Even so, most condensers operate at a vacuum and use an air ejector to strip noncondensable gasses. The temperature is set by the condenser vacuum and the effective exit for the steam is the tube exterior. The condenser vacuum does a lot to maintain the plant efficiency.

This was true on navy platforms as well as at a commercial plant I worked at.

The condenser pressure is determined by the temperature of the water within it. For at that temperature, when a vacuum is pulled on it, the water boils to limit the vacuum until there is no water left.
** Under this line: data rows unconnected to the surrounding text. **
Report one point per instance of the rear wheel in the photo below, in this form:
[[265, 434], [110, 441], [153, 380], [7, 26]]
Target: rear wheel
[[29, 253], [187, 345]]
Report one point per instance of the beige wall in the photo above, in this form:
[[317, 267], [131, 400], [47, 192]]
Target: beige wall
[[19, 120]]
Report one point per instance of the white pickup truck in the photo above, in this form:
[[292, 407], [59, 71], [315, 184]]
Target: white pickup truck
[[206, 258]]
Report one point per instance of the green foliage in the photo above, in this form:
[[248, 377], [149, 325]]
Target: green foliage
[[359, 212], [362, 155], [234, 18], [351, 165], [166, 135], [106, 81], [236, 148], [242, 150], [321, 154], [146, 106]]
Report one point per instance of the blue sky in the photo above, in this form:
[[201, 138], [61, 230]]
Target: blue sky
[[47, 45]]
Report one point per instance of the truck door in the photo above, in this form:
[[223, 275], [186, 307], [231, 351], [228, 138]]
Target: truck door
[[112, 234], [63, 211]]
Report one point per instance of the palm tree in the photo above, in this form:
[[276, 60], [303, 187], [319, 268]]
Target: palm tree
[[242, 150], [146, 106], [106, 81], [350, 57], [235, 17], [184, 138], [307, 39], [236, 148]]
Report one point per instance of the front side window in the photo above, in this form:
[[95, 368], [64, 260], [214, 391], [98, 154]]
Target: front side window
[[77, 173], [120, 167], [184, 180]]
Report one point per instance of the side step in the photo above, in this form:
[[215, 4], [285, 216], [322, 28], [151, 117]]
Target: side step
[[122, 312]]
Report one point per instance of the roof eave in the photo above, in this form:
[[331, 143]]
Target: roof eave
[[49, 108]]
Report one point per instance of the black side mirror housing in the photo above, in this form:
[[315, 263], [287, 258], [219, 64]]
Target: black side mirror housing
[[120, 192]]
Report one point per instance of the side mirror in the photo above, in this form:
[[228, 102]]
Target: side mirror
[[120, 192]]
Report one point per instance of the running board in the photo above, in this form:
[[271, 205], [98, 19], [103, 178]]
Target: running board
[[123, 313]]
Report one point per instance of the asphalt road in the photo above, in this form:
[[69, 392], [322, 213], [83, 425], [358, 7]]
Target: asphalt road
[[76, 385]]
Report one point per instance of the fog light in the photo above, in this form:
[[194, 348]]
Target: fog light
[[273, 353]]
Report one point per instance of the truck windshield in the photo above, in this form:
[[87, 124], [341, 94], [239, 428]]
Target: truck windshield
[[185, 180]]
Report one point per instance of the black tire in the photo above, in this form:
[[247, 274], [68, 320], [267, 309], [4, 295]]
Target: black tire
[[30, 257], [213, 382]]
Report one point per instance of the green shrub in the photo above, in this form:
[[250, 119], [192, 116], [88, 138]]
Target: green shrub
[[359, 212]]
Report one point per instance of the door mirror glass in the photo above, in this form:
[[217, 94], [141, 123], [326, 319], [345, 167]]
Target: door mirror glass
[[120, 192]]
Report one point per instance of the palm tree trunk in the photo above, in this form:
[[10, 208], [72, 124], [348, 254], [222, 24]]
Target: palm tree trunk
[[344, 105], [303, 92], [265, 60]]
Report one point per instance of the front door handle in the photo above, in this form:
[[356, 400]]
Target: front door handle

I'll meet you half way. Both are true. The temperature is limited by the pressure. The pressure is limited by the temperature. It's a 100% saturated steam environment and the temp and pressure work in lockstep. At 212 deg F the pressure will be 14.7psia and the surface area of the tubes can be considered the steam exhaust area of the condenser at that temperature and pressure. If the water entrance temperature is 32 deg C, then the cool end of the condenser tube near the water inlet will tend towards 0.69 psia and will be a localized cool spot and low pressure region. At the hot end of the condenser tube the temperature is 140 deg C and the pressure will tend towards 52 psia. In fact, the condenser measured ambient temp and pressure should be closer to the exit temp of 140 and pressure of 52 psia, but there will be a majority of steam condensed at the cool end of the tube and a predominant mass flow towards the cool end of the tube.

An accurate model would account for the localized temperature of the tube, the localized pressure and the local surface area for thermal exchange and mass flow rates for the phase change. An air ejector is still needed to prevent accumulation of noncondensable gasses.